I've worked on LSTM trainers in the past and found I could develop reliable training procedures for them, the literature tends to show these often beat the "fine tuned BERT" by a bit, so I am really interested in making one that "just works", like you give it documents as your X and your judgements as y and it will train a bunch of models and give you the best.

https://scikit-learn.org/stable/model_selection.html

password4321•5mo ago
Thanks for the details on text classification!

> I want a system that a person who just has text and judgements can push a button and get a good classifier

This seems very practical. These systems could add a lot of additional value filtering sites like HN to follow the trends for technologies someone is interested in, or drilling down into popular trends as a tool to find what to generate content about when building an audience.

password4321•5mo ago
I am not working on:

- An entirely user-mode Docker container runtime for Windows, which based on my initial research would have to be qemu running Linux slowly. Maybe it could all be WASM'd into the browser (even more slowly)? The interesting part there would be interfacing storage/networking vs. the browser.

- Nested Windows RDP X509 [smart card] authentication through Guacamole or other browser-based RDP client into another RDP session.
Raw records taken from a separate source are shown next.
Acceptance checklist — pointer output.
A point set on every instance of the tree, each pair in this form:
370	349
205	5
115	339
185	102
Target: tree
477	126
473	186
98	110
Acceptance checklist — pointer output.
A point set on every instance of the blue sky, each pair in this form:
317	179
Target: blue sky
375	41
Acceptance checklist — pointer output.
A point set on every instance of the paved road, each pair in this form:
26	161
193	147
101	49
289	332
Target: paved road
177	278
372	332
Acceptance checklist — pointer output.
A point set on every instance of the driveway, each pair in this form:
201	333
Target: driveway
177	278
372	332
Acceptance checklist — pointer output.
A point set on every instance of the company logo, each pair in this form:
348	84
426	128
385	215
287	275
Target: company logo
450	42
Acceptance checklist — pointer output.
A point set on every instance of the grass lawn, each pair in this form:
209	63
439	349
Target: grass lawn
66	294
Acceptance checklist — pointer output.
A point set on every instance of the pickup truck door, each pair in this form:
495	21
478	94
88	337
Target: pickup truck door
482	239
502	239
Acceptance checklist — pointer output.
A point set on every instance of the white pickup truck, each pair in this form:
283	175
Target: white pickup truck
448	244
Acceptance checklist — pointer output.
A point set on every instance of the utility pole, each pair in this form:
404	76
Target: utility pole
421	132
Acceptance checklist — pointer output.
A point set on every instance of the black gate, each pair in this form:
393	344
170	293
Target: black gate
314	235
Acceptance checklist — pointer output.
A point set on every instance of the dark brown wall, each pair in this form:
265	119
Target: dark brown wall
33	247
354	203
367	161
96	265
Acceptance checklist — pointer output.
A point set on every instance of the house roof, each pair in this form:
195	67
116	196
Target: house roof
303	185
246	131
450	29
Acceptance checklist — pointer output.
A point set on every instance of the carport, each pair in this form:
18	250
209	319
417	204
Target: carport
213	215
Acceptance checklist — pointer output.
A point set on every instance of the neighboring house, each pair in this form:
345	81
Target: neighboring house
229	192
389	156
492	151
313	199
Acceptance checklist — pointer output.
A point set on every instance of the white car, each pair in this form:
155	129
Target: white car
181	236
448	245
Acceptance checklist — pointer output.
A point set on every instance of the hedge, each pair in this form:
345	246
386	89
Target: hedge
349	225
- Free backup as formerly offered by CrashPlan "Home Family" sharing ended in 2017, using empty hard drive space of people you know and trust. Version 2 would support a virtual file system allowing specifying the number of redundant copies of replaceable rarely/never used operating system and software files to pull over the network when needed instead of duplicating on all computers, ideally with a slider choosing between disk space and network bandwidth. I considered licensing VirusTotal so my file system for anything that might exist on another computer is basically a SHA256 hash list + local cache, but that costs enough it would have to be a commercial business.

- My no longer supported Amazon Glow, a $250 refunded Amazon experiment that was the most awesome piece of technology connecting children with their relatives I've ever seen. I'd like to be able to deploy my own software but I'm guessing it remains as locked down as the Echo etc. https://www.reddit.com/r/hardwarehacking/comments/119acbh/re... https://instrumental.com/resources/teardown/amazon-glow/

mathiaspoint•5mo ago
Anything that involves a large corporation. Everything they touch just gets worse and it's not like they're even effectively extracting rent. It's all just incompetent administration sucking oxygen out of everything.